Ciğer tradutor Português
367 parallel translation
Baba sana ciğer verecek.
O Papá manda.
Ne istersiniz? Jambon mu ciğer mi?
Presunto ou fígado?
Ciğer.
Fígado.
Sosisli sandviç değil, ciğer.
Não foram cachorros, foi fígado.
- Ciğer hapı.
Comprimidos para o estômago!
Balayında kim ciğer hapı görmek ister?
Quem é que quer ver comprimidos na sua lua-de-mel?
Pastırmalı ya da jambonlu yumurta, ciğer, biftek...
ovos com bacon, fígado com bacon, presunto com ovo, bifes...
Nasıl bir ciğer bu, körük gibi!
Que pulmões!
Patron, sen git biraz ciğer al.
Patroa, vai depressa buscar o fígado.
Çelikten kaslar, demirden ciğer, ve insan üstü bir güç.
músculos de aço, pulmões de ferro e força sobrehumana.
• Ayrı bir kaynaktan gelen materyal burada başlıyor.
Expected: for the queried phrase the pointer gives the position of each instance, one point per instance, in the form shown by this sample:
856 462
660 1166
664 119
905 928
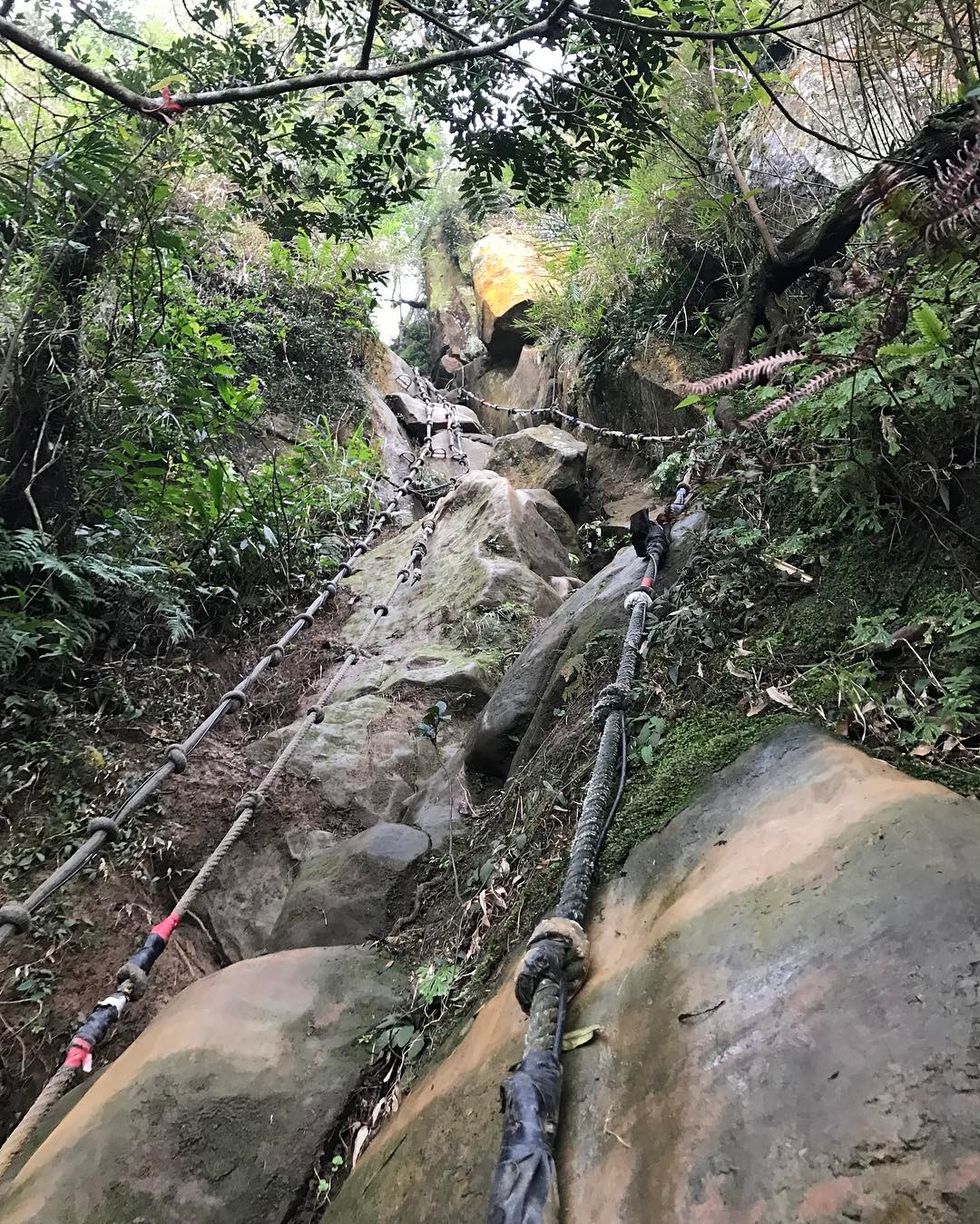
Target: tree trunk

Ayrana ve ciğer sosisine ve her şeyin dünkü gibi yerli yerinde olması şerefine.
Ao leite, ao salsichao de figado, e a voltar ao ponto em que estavamos ontem.
Onlar anca ciğer tava bilirler!
Estes só conhecem o figado á veneciana com cebolas...
Çocuğun biri ciğer ezmesi sürülmüş Ritz krakeri verip adına "kanape" dedi.
Um miúdo de casaco branco aproxima-se, dá-me uma bolacha e fígado cortado e diz "Canapés".
Ben de, "Ne kanapesi, ciğer ezmesi sürülmüş Ritz krakeri!" dedim.
Eu disse : "Canapés, uma ova, isso é bolacha e fígado cortado."
Jambon, peynir ve ciğer ezmesi var.
Temos queijo, presunto e mortadela.
Birinin benden doğranmış ciğer yapmasını bekleyecek değilim.
Não vou sentar-me perto de alguém que... quer matar-me.
Ciğer ve meyve salatası.
É fígado frito e salada de fruta.
Ciğer yeterliliği % 50 daha iyi.
Os pulmões têm uma eficiência 50 % melhor.
- Eskisi kadar can ciğer değiliz.
- Já não somos amigos como éramos.
Her sabah kahvaltıda sandalyesinin altına ciğer ve pastırma koyup dolaba girer.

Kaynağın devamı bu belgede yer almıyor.